Zensights provides a space for gentle contemplation in a world filled with hectic action and stressed-out situations.

Friday, June 09, 2006

The Importance of Mantle Clocks

Not all my houses have had mantles. The first house I ever lived in was a ticky-tacky subdivision model that resembled all 300 other houses on a hill in Illinois. In this little efficiency home, there was no fireplace; therefore, no mantle. A gleaming furnace hummed away all winter with no need of a messy old fireplace.

The next house I lived in belonged to my grandparents, and it was old and creaky even then. It had a large fireplace in the living room. It was put there by a Mr. Brown when he constructed the house at the turn of the century, back when fires were needed to augment whatever heating contraption was used to keep the family from freezing to death during the winters.

I loved this fireplace, even when it wasn't in use. It was a gaping, sooty hole that mystified me; a place where Santa came and occasional raccoons tried to enter the house and upset the harmony of the family. My grandmother put a gigantic, potted fern in its hollow during the summer months which served as a jungle for my dolls. My grandfather fired it up regularly during the winter time so that we could "cut the chill" and drink our bedtime cocoa next to it.
Over this fireplace was a massive mantle which held a variety of things over the years. Candle sticks, photographs, awards and trophies, but the most memorable thing about this mantle was the beautiful, hand-carved mahogany clock which rang every hour on the hour.

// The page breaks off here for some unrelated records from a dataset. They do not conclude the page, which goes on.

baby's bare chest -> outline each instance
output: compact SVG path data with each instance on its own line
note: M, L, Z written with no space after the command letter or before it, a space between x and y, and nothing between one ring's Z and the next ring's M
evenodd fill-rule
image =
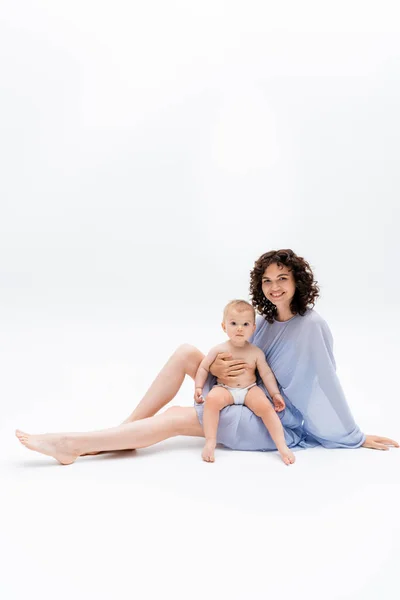
M257 356L253 352L244 351L243 349L238 349L232 352L229 350L232 358L230 360L241 361L246 363L246 367L243 373L240 373L236 377L232 376L232 373L227 378L221 378L218 380L218 383L224 383L230 387L238 387L243 388L251 385L256 381L256 365L257 365ZM238 365L237 368L242 368Z
M249 368L255 370L257 360L253 352L231 352L231 354L231 360L242 360L243 362L248 364Z

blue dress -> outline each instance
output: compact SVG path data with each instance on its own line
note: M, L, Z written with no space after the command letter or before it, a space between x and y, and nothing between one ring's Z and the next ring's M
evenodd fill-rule
M273 323L259 317L250 341L265 353L285 399L286 408L277 415L290 448L358 448L364 443L336 375L332 334L318 313L307 310ZM204 396L214 383L210 374ZM258 385L266 392L261 380ZM203 424L204 404L195 407ZM261 418L247 406L222 409L217 442L233 450L276 450Z

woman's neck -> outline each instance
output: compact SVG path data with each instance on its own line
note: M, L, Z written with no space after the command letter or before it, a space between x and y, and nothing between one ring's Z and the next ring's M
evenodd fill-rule
M292 313L290 306L282 306L278 309L275 319L277 321L289 321L294 315L295 313Z

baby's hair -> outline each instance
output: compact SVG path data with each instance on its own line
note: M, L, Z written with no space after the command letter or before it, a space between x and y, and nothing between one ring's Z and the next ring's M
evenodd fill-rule
M227 316L230 308L236 308L236 310L238 310L239 312L244 312L245 310L251 310L251 312L253 314L253 319L254 319L254 321L256 320L256 311L254 310L254 307L250 304L250 302L247 302L247 300L231 300L230 302L228 302L228 304L224 308L224 316L223 316L224 322L225 322L226 316Z

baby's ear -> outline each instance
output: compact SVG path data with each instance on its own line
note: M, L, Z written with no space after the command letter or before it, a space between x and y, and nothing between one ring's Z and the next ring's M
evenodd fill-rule
M225 327L225 323L224 323L223 321L222 321L222 323L221 323L221 327L222 327L222 329L224 330L224 332L226 333L226 327Z

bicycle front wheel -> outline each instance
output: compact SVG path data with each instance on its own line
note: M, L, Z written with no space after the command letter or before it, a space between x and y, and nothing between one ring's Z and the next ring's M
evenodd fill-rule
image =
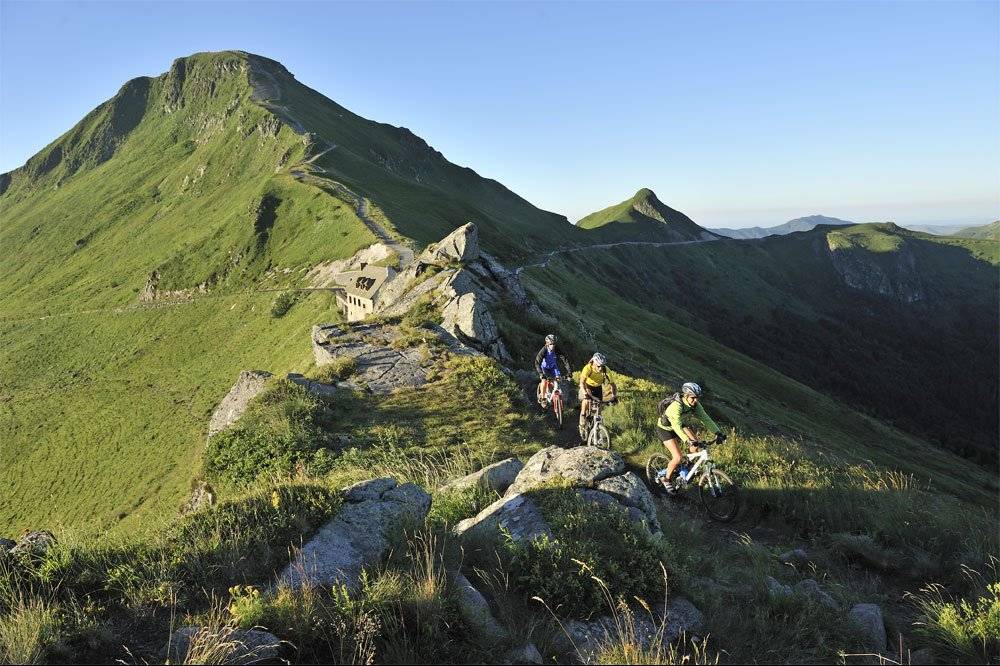
M657 475L659 475L661 471L667 469L668 464L670 464L670 458L658 453L646 461L646 482L649 483L649 486L658 493L666 492L666 488L663 487L665 478L658 479Z
M590 437L587 439L587 444L596 446L599 449L610 449L611 434L603 425L595 426L590 430Z
M556 425L560 430L563 427L563 400L558 393L552 396L552 411L556 415Z
M712 469L698 483L701 503L712 520L728 523L740 510L740 489L721 469Z

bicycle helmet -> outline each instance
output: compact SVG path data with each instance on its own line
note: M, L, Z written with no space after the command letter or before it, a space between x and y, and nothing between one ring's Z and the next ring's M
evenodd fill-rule
M556 336L552 335L551 333L545 336L545 344L549 344L550 342L552 344L556 343Z
M701 387L694 382L687 382L681 387L681 393L684 395L693 395L696 398L701 397Z
M604 358L604 354L602 354L601 352L597 352L596 354L594 354L594 356L590 360L598 368L603 368L604 364L608 362L608 360Z

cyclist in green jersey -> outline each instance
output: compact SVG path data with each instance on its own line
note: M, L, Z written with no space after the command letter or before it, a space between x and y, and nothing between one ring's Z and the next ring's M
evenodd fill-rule
M723 442L726 439L715 421L705 412L701 404L702 390L694 382L687 382L681 387L680 393L675 393L666 400L660 402L660 418L656 423L656 432L663 442L663 446L670 452L670 462L667 464L667 482L664 487L668 493L676 492L673 482L674 470L681 462L681 451L678 440L688 445L688 451L695 453L698 451L700 443L695 437L694 430L684 425L684 417L693 415L702 425L715 433L715 442Z

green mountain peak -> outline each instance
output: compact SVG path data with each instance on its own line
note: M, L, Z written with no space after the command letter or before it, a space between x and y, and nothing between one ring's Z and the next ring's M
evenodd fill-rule
M682 242L712 240L717 236L698 226L684 213L674 210L643 187L631 198L584 217L581 229L600 229L609 240Z

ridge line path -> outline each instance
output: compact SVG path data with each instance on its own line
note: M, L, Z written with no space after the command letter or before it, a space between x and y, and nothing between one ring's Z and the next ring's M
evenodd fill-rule
M520 275L521 271L525 268L545 268L549 265L549 261L552 260L557 254L568 254L570 252L582 252L584 250L606 250L611 247L618 247L620 245L649 245L652 247L664 247L666 245L695 245L697 243L714 243L719 240L718 238L702 238L699 240L686 240L686 241L619 241L618 243L600 243L597 245L581 245L579 247L568 247L561 250L552 250L542 256L544 259L534 264L525 264L523 266L518 266L514 274Z

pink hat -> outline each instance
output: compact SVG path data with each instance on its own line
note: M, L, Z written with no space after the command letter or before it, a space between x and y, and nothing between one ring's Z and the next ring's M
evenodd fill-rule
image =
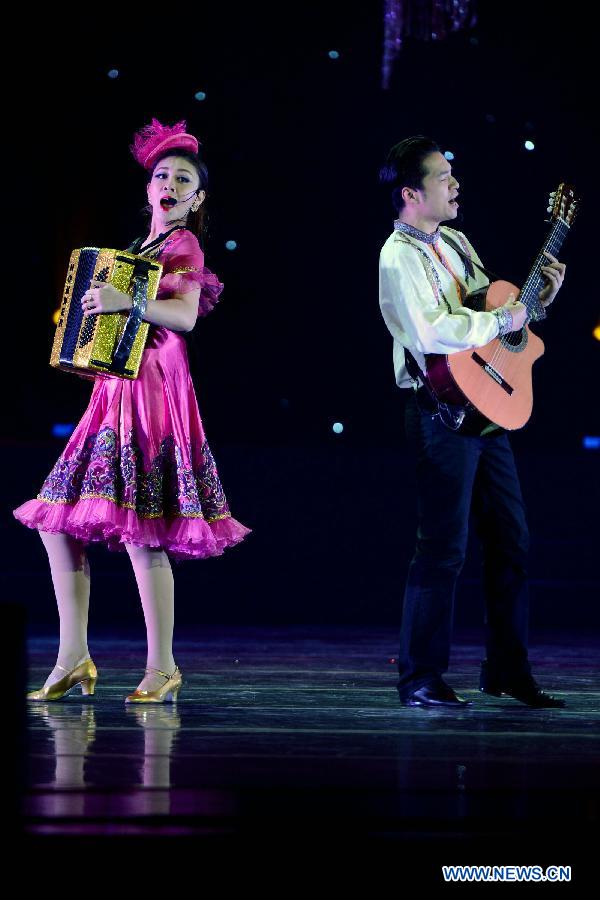
M148 171L152 171L154 163L164 150L190 150L198 153L198 140L193 134L187 134L185 119L176 125L161 125L158 119L152 119L150 125L144 125L133 136L130 150L134 158Z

I remember that when I first moved into the "old house," as we called it, I was awakened many times during the night as the mantle clock sang its little song, then tolled off the hour. Even as a child in a far distant bedroom, I wondered how any rational person could sleep through all that racket. It took me several nights of wakefulness, to finally make it through all the music.

Once I remember awakening in the middle of the night, not at all sure of what was bothering me. It wasn't until the next day that I realized that the clock had wound down because my grandmother was in the hospital and not home to wind the trusted old clock. Somehow, I was aware, subconsciously at least, that the hour had not been struck and it was so unsettling to my sensibilities that I awoke from a sound sleep.

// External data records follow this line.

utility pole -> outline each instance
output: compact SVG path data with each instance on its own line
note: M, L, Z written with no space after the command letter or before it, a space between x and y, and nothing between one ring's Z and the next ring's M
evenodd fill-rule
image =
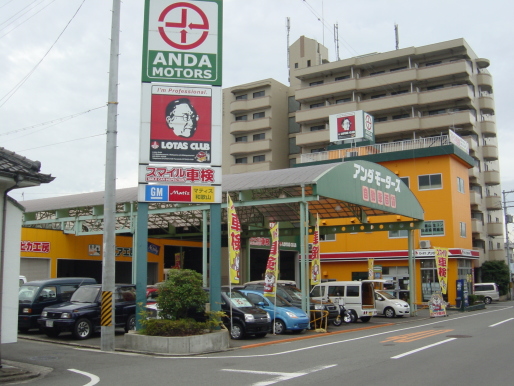
M116 136L118 115L118 60L120 47L120 3L112 2L111 57L107 99L105 149L104 238L102 261L102 351L114 351L114 280L116 252Z
M513 288L512 288L512 257L510 253L510 241L509 241L509 224L512 224L512 215L507 213L507 208L512 208L514 205L507 205L508 203L513 203L514 201L507 201L507 194L514 193L514 190L511 191L502 191L503 195L503 214L505 219L505 251L507 258L507 267L509 268L509 299L512 300Z

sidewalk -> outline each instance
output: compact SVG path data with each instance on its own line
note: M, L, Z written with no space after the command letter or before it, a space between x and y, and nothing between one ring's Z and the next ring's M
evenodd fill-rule
M459 314L460 311L455 309L449 309L447 311L447 315L451 316L454 314ZM404 323L410 323L417 320L422 319L430 319L429 310L428 308L418 309L415 316L411 316L408 318L395 318L395 319L387 319L385 317L375 317L371 320L371 322L368 323L350 323L350 324L343 324L339 327L335 327L332 325L328 326L328 329L326 332L322 332L321 330L306 330L300 335L296 334L283 334L283 335L273 335L268 334L265 338L262 339L245 339L245 340L231 340L231 349L237 350L237 349L248 349L258 346L266 346L266 345L272 345L277 343L285 343L289 341L296 341L296 340L305 340L305 339L313 339L317 337L323 337L327 335L336 335L336 334L342 334L346 332L351 331L358 331L358 330L367 330L367 329L375 329L395 324L404 324ZM92 338L87 341L76 341L76 340L70 340L70 339L63 339L60 341L55 340L49 340L45 337L42 337L41 335L37 336L26 336L26 335L20 335L18 337L19 339L23 340L34 340L34 341L40 341L40 342L52 342L57 344L65 344L69 346L75 346L75 347L89 347L93 349L99 349L100 348L100 338ZM119 335L116 337L116 351L128 351L124 348L124 342L123 335ZM44 376L51 372L52 369L48 367L43 366L35 366L28 363L20 363L20 362L13 362L8 360L2 360L2 368L0 368L0 383L9 383L9 382L21 382L25 380L35 379L40 376Z

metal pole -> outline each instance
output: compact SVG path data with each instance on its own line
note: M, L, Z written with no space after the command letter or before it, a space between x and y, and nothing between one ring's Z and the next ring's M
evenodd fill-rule
M111 54L109 64L109 91L107 99L107 140L105 149L104 238L102 261L102 316L109 313L110 325L101 326L102 351L114 351L114 281L116 252L116 135L118 114L118 55L120 44L120 0L112 2ZM104 319L104 318L102 318ZM108 322L106 323L108 324Z
M511 288L512 285L512 270L511 270L511 264L510 264L510 242L509 242L509 216L507 215L507 194L513 193L514 191L506 192L505 190L502 192L503 195L503 218L505 221L505 251L506 251L506 257L507 257L507 268L509 269L509 288L508 288L508 294L509 294L509 300L512 300L512 291Z
M414 230L409 229L407 234L407 243L409 244L409 306L410 315L416 316L416 258L414 254Z

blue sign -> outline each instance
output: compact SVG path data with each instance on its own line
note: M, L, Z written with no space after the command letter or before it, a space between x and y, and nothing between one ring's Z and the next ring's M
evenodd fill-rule
M164 185L146 185L145 201L168 201L168 187Z

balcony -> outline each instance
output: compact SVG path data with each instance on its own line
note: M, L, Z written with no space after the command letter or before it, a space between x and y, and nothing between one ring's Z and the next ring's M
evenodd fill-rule
M492 96L481 96L478 98L478 107L481 110L494 111L494 99Z
M325 83L317 86L305 87L295 92L295 99L298 102L308 102L330 96L348 95L357 89L357 79L345 79L337 82Z
M478 149L478 142L473 137L462 137L469 146L469 155L473 156L475 155L477 149Z
M496 122L494 119L484 119L480 122L480 130L486 137L496 137Z
M482 197L480 197L480 193L476 190L471 190L469 192L469 202L471 206L480 206L482 205Z
M471 219L471 232L472 233L482 233L484 231L484 224L482 220L478 220L476 218Z
M393 95L376 99L364 99L357 104L357 110L364 111L383 111L397 110L398 106L416 106L419 104L421 94L408 93Z
M498 147L497 146L482 146L482 156L486 161L494 161L498 159Z
M462 85L421 92L419 93L418 104L427 105L431 103L453 101L456 99L465 99L467 101L473 100L473 92L470 87Z
M474 166L471 169L468 169L468 176L470 181L476 181L480 176L480 171L478 167Z
M500 196L487 196L485 198L485 206L490 210L499 210L502 208L502 200Z
M246 111L255 111L271 108L271 96L262 98L235 100L230 103L232 114L241 114Z
M506 261L507 258L507 252L504 249L489 249L487 255L489 260L494 261Z
M479 86L493 87L493 77L487 72L482 72L477 75L477 82Z
M317 107L315 109L298 110L296 112L296 123L322 122L327 121L328 116L332 114L340 114L345 111L357 111L356 102L348 102L344 104L330 105L325 107Z
M261 141L252 141L252 142L236 142L230 145L230 154L231 155L240 155L240 154L248 154L248 153L260 153L263 151L271 150L271 139L264 139Z
M330 132L328 130L309 131L296 135L296 146L314 146L330 142Z
M503 224L501 222L488 222L487 223L488 236L503 236Z
M500 172L497 170L486 170L484 172L484 182L486 185L499 185Z
M445 64L439 64L437 66L422 67L418 69L418 80L430 80L433 78L441 78L443 76L453 76L459 74L467 74L471 76L473 69L465 61L457 61Z
M235 121L230 124L230 134L243 134L271 128L271 118L259 118L251 121Z

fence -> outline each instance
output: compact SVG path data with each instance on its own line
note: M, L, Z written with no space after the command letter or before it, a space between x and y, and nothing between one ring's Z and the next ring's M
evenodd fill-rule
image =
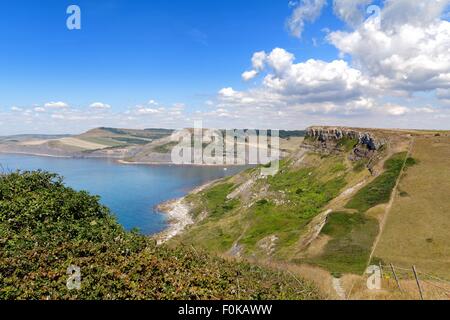
M393 264L379 264L382 289L396 290L422 300L450 299L450 280L418 270Z

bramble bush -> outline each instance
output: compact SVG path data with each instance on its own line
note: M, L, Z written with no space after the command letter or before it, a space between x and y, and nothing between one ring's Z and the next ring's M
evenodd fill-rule
M71 265L81 289L66 286ZM315 299L291 275L169 249L48 172L0 176L0 299Z

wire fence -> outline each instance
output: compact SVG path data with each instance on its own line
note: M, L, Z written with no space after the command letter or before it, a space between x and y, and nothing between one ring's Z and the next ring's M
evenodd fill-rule
M450 280L418 270L393 264L379 264L383 289L405 294L418 294L422 300L450 299Z

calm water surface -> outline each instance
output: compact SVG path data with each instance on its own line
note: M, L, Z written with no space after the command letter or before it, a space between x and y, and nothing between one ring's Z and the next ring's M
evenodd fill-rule
M46 170L64 177L77 190L99 195L127 229L153 234L166 227L166 218L155 210L161 202L178 198L196 186L235 174L242 167L180 167L171 165L121 165L111 160L65 159L0 154L3 171Z

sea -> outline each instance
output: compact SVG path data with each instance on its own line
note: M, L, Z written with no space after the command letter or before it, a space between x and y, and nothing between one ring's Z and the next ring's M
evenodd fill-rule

When my family made the big move to Florida and there was no need for a fireplace, we sold the old mantle clock at a garage sale and it was years before I thought of it again. It came back to me when my husband and I found and bought a home with a fireplace and mantle. My in-laws gave us a lovely, mantle clock for our first Christmas we were in the house. It wasn't the mantle clock of my youth. This clock was a complicated mechanism that whirred and spun before your eyes under the protection of a dainty, glass bell jar. Even so this mantle clock sang a classical piece, something by Tchaikovsky, I think, every hour on the hour. Every hour on the hour of those first few days of ownership, I awoke remembering the comfort I had known at an earlier time in my life.

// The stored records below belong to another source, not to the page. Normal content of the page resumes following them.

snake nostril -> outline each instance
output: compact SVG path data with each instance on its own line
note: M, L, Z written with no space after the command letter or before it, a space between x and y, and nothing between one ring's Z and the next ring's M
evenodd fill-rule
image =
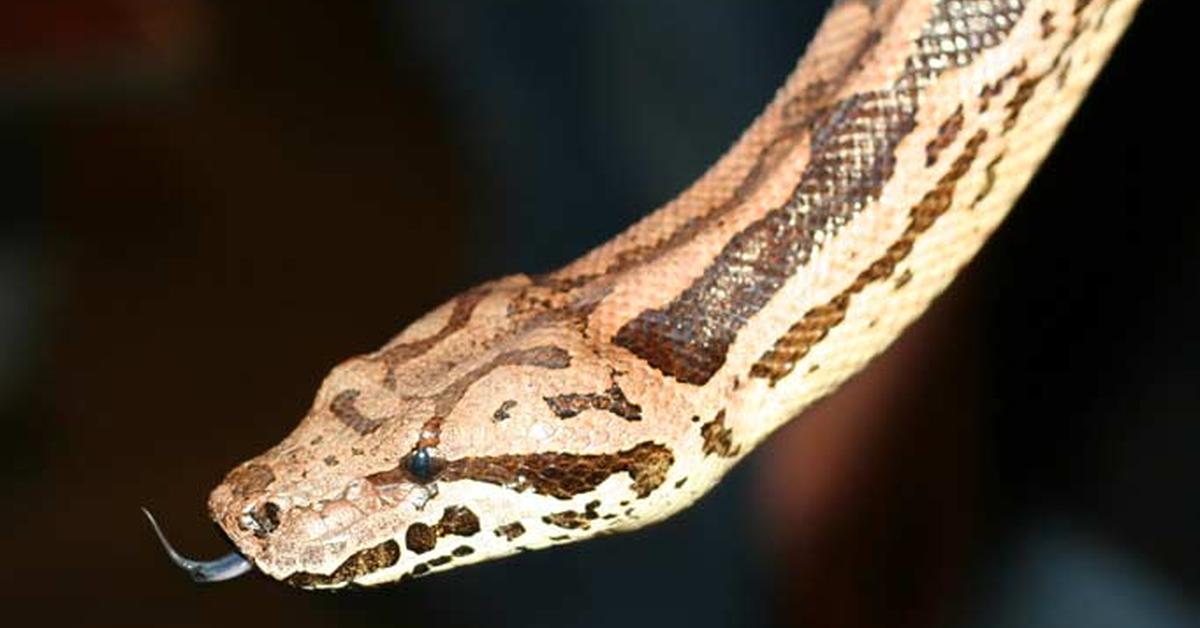
M244 530L249 530L258 538L264 538L279 527L279 505L275 502L264 502L257 508L242 513L238 524Z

It still amazes me how important this new clock has become. I thought it was broken when actually the battery had just run down. I recall how heartsick I was until I figured out the problem and rectified it. Now, I keep a pack of fresh batteries in the house just in case there is a "rundown," or I might find myself sitting bolt upright in bed in the middle of the night trying to figure out what is not right.